Acclamée par les foules, saluée par les stars et reçue par les chefs d'État lors d'une tournée triomphale en Europe, l'opposante birmane Aung San Suu Kyi va désormais retrouver la dure réalité de la politique intérieure en retournant à son rôle de simple députée.

Les apparitions avec le chanteur de rock Bono et le dalaï lama ont été immortalisées. Son intervention devant le parlement de Grande-Bretagne est rentrée dans l'Histoire, comme son discours à Oslo de prix Nobel de la paix, 21 ans après en avoir été la lauréate.

Mais dans une semaine, elle pénètrera dans un parlement nettement moins acquis à sa cause, où un quart des sièges sont tenus par des militaires d'active, et où une écrasante majorité des députés restant représentent le Parti de la solidarité et du développement de l'Union, créé par l'ancienne junte.

«Elle est entrée en scène comme une femme politique élue, pour contribuer à guider (le pays) dans ses prochaines étapes vers un avenir sûr, démocratique, juste et prospère», a estimé récemment Derek Mitchell, futur ambassadeur des Etats-Unis à Rangoun, devant des sénateurs américains.

L'accueil de chef d'Etat que lui a réservé l'Europe pendant quinze jours ne changera rien aux rapports de force en Birmanie.

«Elle aura toujours la possibilité de faire des discours et des déclarations (...) et d'essayer d'influencer les choses, mais elle n'aura pas beaucoup d'autorité», estime Trevor Wilson, ex-ambassadeur australien en Birmanie.

«Elle a un rôle de leader de l'opposition et de membre du parlement, elle n'est pas le gouvernement».

Le pouvoir en place «n'était probablement pas très content de voir l'adoration qui lui a été exprimée dans certains endroits», relève-t-il, et il «a clairement essayé de donner l'impression qu'il poursuivait son travail» en son absence.

Comme pour mieux montrer qu'elle n'était pas le chef d'Etat qu'elle aspire à devenir. «Tout chef de parti doit se tenir prêt pour cette possibilité s'il croit vraiment au processus démocratique», a en effet déclaré la députée à l'AFP avant de quitter Paris.

«Ce sont encore (les militaires) les plus forts, mais au final c'est le peuple birman qui doit décider de la direction qu'il veut pour le pays».

Rentrée samedi d'un périple épuisant, Suu Kyi a demandé à se reposer quelques jours, et obtenu l'autorisation de ne pas participer aux premières séances de la session du parlement, qui s'ouvre mercredi.
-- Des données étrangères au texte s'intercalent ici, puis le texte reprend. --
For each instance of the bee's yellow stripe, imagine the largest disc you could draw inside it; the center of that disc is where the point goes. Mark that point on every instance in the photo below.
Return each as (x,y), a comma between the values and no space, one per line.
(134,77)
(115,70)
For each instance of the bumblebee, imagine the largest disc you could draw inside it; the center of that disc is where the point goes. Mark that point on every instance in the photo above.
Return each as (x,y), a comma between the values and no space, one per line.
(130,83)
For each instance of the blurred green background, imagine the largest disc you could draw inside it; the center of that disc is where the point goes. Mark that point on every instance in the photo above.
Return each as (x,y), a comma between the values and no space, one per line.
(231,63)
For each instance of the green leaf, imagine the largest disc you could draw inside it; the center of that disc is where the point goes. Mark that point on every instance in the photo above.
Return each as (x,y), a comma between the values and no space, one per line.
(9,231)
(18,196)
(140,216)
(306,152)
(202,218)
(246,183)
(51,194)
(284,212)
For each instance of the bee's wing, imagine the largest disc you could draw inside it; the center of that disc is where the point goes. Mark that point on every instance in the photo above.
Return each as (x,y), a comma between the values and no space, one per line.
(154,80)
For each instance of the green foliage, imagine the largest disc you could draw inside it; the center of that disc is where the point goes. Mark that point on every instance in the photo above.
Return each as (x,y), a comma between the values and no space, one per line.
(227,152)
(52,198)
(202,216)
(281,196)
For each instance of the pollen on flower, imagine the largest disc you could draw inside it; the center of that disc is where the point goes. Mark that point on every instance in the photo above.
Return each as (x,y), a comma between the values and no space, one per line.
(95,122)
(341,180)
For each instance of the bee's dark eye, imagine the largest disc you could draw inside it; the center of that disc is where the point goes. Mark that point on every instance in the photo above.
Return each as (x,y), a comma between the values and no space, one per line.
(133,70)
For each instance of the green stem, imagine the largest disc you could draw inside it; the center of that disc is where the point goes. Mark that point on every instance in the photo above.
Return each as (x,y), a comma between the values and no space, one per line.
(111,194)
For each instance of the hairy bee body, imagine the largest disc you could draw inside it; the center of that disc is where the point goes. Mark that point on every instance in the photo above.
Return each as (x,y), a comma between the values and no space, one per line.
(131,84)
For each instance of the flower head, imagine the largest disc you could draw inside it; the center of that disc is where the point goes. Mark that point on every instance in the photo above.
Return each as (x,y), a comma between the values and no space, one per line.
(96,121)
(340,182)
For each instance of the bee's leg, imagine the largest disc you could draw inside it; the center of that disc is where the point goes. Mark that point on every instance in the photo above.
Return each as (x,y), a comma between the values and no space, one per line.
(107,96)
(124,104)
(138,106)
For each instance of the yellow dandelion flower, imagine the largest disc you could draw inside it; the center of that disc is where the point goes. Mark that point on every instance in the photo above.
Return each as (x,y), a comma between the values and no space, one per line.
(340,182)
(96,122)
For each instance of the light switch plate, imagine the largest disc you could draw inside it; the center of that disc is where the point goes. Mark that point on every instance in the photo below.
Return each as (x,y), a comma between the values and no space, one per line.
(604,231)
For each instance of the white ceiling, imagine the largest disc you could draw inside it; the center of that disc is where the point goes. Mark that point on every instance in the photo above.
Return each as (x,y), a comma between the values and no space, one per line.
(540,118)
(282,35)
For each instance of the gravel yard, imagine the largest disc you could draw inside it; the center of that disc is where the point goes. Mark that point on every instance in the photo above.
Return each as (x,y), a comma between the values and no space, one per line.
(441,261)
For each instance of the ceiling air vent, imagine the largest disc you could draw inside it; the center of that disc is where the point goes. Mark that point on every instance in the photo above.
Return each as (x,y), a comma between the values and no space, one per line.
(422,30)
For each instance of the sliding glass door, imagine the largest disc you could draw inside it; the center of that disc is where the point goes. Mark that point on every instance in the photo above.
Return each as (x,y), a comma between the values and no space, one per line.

Mais dès lundi prochain, elle devra assumer le nouveau statut acquis lors du triomphe de son parti, la Ligue nationale pour la démocratie (LND), aux législatives partielles d'avril.

Elle devra se consacrer à la relance de l'économie, la redistribution des revenus gaziers et pétroliers et la reconstruction des secteurs de la santé et de l'éducation, souligne Win Min, chercheur birman basé aux Etats-Unis pour le Vahu Development Institute.

Mais elle commencera aussi à préparer les législatives de 2015, à l'issue desquelles elle pourrait, en cas de victoire, accéder à la présidence.

«Le défi pour elle est de gagner la confiance de la direction militaire et de faire des compromis avec les responsables du gouvernement pour s'assurer qu'ils transfèreront le pouvoir lorsqu'elle gagnera», estime le chercheur.

Et Win Min de résumer les attentes qui pèsent sur les épaules de l'opposante: «c'est le Mandela de notre époque».

Mais avec le prisonnier politique devenu président sud-africain, Suu Kyi ne partage pour l'heure que la détention, le militantisme et le Nobel de la paix.

Avant de conquérir la présidence, elle devra gérer les luttes de pouvoir et autres soubresauts des réformes birmanes, bien plus complexes que le compte de fée de son voyage en Europe. Et d'autres voix, notamment les minorités ethniques du pays, voudront aussi se faire entendre.

«Les dirigeants occidentaux ravivent l'iconification d'Aung San Suu Kyi et semble la poser en seule personnalité birmane à même de guider la démocratisation du pays», regrette Renaud Egreteau, chercheur à l'université de Hong Kong.

«Il serait bon de ne pas oublier que la Birmanie est bien plus diverse».